Nonfarm payrolls rose 139,000 for the month, above the muted Dow Jones estimate for 125,000 and a bit below the downwardly revised 147,000 that the U.S. economy added in April.
Leisure and hospitality contributed 48,000 while social assistance added 16,000.
The April count was revised lower by 30,000, while March’s total came down by 65,000 to 120,000.
“This report shows the job market standing tall, but as economic headwinds stack up cumulatively, it’s only a matter of time before the job market starts straining against those headwinds.”
“With the Fed laser-focused on managing the risks to the inflation side of its mandate, today’s stronger than expected jobs report will do little to alter its patient approach,” said Rosner, the Goldman Sachs strategist.
Now watch.
As businesses and consumers prepared for tariffs and a potentially slowing economy, hiring fell only marginally in May, according to a report released Friday by the Bureau of Labor Statistics.
The monthly increase in nonfarm payrolls was 139,000, slightly less than the downwardly revised 147,000 that the U.S. government reported, and higher than the muted Dow Jones estimate of 125,000. S. economy was added in April.
At 4.2 percent, the unemployment rate remained stable. At 7–8%, a broader metric that accounts for underemployed people and discouraged workers remained constant.
The average hourly wage increased by 0.4 percent during the month and 30.9 percent from a year ago, which was higher than the corresponding forecasts of 0.3 percent and 3.7 percent.
“Stable unemployment and stronger than anticipated job growth highlight the US labor market’s resilience in the face of recent shocks,” stated Lindsay Rosner, Goldman Sachs Asset Management’s head of multi-sector fixed income investing.
Health care added 62,000 jobs, much more than its average gain of 44,000 over the previous year, accounting for nearly half of the job growth. 48,000 came from leisure and hospitality, and 16,000 from social assistance.
On the down side, the government lost 22,000 jobs as President Donald Trump’s and Elon Musk’s Department of Government Efficiency’s efforts to reduce the federal workforce started to show results.
Treasury yields and stock market futures both surged higher following the announcement.
There were a few underlying trouble spots even though the May numbers were better than anticipated.
The March total was reduced by 65,000 to 120,000, and the April count was reduced by 30,000.
The establishment survey, which is used to determine the headline payroll gain, and the household survey, which is used to determine the unemployment rate, also showed differences. There was a drop of 696,000 workers in the latter count, which was typically more erratic than the establishment survey. Part-time employees increased by 33,000, while full-time employees decreased by 623,000.

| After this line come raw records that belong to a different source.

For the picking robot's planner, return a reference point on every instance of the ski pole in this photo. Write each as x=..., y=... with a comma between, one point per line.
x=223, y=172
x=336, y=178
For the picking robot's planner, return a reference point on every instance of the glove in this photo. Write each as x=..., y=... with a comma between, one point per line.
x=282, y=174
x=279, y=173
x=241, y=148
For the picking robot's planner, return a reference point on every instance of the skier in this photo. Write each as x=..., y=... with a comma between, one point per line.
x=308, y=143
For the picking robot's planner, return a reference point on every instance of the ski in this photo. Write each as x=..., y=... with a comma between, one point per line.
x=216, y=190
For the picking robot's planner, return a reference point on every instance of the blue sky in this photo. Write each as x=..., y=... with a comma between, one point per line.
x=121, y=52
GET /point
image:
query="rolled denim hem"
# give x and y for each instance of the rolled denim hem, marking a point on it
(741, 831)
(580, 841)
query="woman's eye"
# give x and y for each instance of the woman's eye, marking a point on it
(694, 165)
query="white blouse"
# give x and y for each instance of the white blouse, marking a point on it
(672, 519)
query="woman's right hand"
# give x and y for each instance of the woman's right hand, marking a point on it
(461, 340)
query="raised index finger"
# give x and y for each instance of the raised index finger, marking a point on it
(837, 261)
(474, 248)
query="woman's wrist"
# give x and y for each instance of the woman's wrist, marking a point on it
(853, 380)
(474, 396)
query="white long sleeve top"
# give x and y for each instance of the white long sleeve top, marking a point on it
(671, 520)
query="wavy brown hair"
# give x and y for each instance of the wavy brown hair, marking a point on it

“Everyone is still waiting for the other shoe to drop,” stated Daniel Zhao, lead economist at Glassdoor, a website that rates jobs. The job market appears to be doing well, according to this report, but it will soon begin to struggle against economic headwinds as they accumulate over time. “,”.
Trump’s tariffs and the constantly shifting question of how far he will go to try to level the playing field for American goods globally complicate the already precarious economic backdrop against which the report is released.
The economy is still far from entering a recession, according to the majority of indicators. However, sentiment surveys show that both consumers and business executives are quite anxious as they prepare for the effects of tariffs, which are expected to slow business activity and raise inflation.
Federal Reserve officials, for their part, are taking a cautious approach to the current situation.
The markets mainly anticipate that the Fed will remain on hold with regard to interest rates at its next policy meeting, which is in less than two weeks. The possibility of tariff-induced inflation has become a greater concern for policymakers, according to recent speeches.
The Goldman Sachs strategist Rosner stated, “Today’s better-than-expected jobs report will do little to alter the Fed’s patient approach, as it is laser-focused on managing the risks to the inflation side of its mandate.”.
Additionally, Friday is the last day before Fed officials enter their private time leading up to the meeting, during which they will not make any policy announcements.